Cannibale Life Is Dead

Le cannibalisme n’a jamais eu particulièrement bonne presse, depuis que Christophe Colomb a découvert en débarquant dans le Nouveau Monde des tribus amazoniennes pratiquant l’anthropophagie : associé pendant des siècles à la pire des barbaries par une religion catholique toujours prête à justifier le massacre des indigènes non convertis, le cannibalisme a fini par devenir de plus en plus fashion avec les films italiens gore des années 80 (Cannibal Holocaust, le genre), puis avec le comble du raffinement et de l’intelligence d’Hannibal Lecter.

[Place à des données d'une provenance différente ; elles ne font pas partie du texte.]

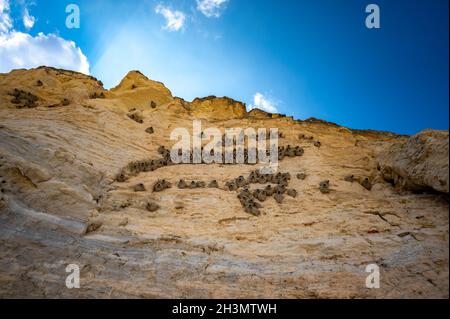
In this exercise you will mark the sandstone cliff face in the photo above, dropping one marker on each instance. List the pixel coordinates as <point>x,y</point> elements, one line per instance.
<point>418,163</point>
<point>61,201</point>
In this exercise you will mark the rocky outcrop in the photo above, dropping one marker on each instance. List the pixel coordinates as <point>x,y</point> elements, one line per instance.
<point>63,201</point>
<point>418,163</point>
<point>217,108</point>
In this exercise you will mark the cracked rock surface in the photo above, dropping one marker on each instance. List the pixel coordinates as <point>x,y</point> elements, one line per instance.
<point>61,203</point>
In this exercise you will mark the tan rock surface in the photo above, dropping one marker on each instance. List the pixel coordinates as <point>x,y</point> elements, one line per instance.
<point>60,204</point>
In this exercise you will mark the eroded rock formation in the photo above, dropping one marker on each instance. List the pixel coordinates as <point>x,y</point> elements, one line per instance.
<point>61,202</point>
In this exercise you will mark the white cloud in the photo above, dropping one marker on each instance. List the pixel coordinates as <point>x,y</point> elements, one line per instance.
<point>174,19</point>
<point>21,50</point>
<point>5,19</point>
<point>211,8</point>
<point>263,103</point>
<point>28,20</point>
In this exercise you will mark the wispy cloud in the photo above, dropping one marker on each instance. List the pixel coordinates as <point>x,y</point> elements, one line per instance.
<point>263,103</point>
<point>28,20</point>
<point>22,50</point>
<point>174,19</point>
<point>5,18</point>
<point>211,8</point>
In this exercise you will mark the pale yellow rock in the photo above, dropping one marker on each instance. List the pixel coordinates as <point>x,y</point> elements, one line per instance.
<point>61,204</point>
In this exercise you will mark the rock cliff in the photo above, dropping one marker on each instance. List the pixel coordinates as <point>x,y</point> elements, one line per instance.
<point>84,181</point>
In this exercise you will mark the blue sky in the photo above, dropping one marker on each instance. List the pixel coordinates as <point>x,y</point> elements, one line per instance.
<point>305,58</point>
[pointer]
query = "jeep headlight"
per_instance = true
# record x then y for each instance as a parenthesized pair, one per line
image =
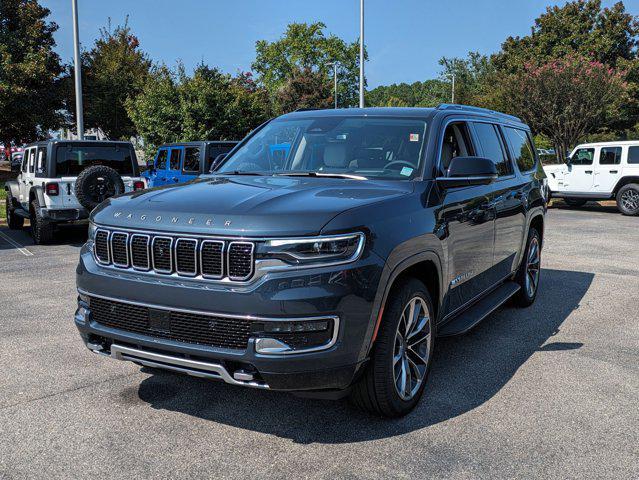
(314, 251)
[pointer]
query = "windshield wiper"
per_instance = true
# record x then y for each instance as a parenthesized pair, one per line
(319, 174)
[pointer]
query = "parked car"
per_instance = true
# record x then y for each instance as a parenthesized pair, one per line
(16, 161)
(181, 162)
(331, 270)
(599, 171)
(61, 181)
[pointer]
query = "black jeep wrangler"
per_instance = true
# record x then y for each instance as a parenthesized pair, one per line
(325, 256)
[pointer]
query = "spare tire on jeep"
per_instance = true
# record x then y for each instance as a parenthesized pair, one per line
(96, 184)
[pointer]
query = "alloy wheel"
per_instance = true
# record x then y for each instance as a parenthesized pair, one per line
(630, 200)
(413, 340)
(533, 264)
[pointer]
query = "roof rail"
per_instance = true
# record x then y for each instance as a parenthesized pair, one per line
(468, 108)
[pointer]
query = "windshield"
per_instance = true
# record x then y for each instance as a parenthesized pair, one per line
(341, 146)
(73, 159)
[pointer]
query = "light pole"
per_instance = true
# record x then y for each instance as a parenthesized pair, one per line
(78, 73)
(361, 53)
(334, 65)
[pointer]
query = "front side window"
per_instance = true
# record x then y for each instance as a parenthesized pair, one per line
(71, 160)
(583, 156)
(522, 148)
(610, 156)
(191, 160)
(379, 147)
(493, 148)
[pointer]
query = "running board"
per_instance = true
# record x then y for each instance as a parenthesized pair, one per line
(477, 312)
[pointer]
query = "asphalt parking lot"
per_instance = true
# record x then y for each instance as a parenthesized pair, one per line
(550, 391)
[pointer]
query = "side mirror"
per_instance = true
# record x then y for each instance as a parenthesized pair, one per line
(466, 171)
(217, 162)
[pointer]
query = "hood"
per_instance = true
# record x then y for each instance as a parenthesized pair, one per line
(245, 205)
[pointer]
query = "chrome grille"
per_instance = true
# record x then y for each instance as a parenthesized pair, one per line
(240, 260)
(186, 256)
(101, 247)
(120, 249)
(140, 257)
(189, 257)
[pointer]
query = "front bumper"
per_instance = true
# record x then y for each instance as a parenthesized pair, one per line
(344, 293)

Aujourd’hui, quel nom plus cool pourrait-il y avoir pour un groupe de punk rock que « Cannibale », puisqu’on brise un tabou suprême tout en s’octroyant une crédibilité barbare incontestable ?

Si l’on suit cette logique, Cannibale, groupe français qui se retrouve de plus en plus en tête d’affiche chez Born Bad Records, aurait donc choisi d’illustrer fièrement le radicalisme de son Rock garage. Mais jeter une oreille rapide sur Life Is Dead (un titre d’album joliment absurde qui ouvre des pistes intéressantes quant aux chansons qui le composent), troisième album de ces Normands un peu flous, permet de réaliser qu’on fait fausse route… et donne envie de mieux comprendre de quoi il retourne ! Car nos « cannibales de l’Orne » se rêvent moins cousins des éternels psychédéliques – gardiens du temple 60’s – de la côte ouest des US que collègues musicaux des Tropicalistes brésiliens ou des musiciens des Caraïbes, mais sans pour autant négliger de mitonner leur recette goûteuse dans le chaudron cabossé d’un Garage Rock qui reste d’autant plus pertinent qu’il ne cesse jamais d’être souriant.

Loin, très loin, de ces vagues actuelles qui recyclent avec trop d’aisance les coups de génie des années 80, Cannibale poursuit la geste d’un rock indépendant français entamé par des Négresses Vertes ou une Mano Negra, s’écartant intelligemment des racines anglo-saxonnes du Rock. Et ça fait vraiment, mais vraiment du bien !… Même si l’on a très envie de les défier d’écrire plutôt leurs textes en français, ou en espagnol (comme sur le très efficace single, Es El Amor), ou mieux encore en portugais du Brésil pour être encore plus cohérents avec le thème du cannibalisme…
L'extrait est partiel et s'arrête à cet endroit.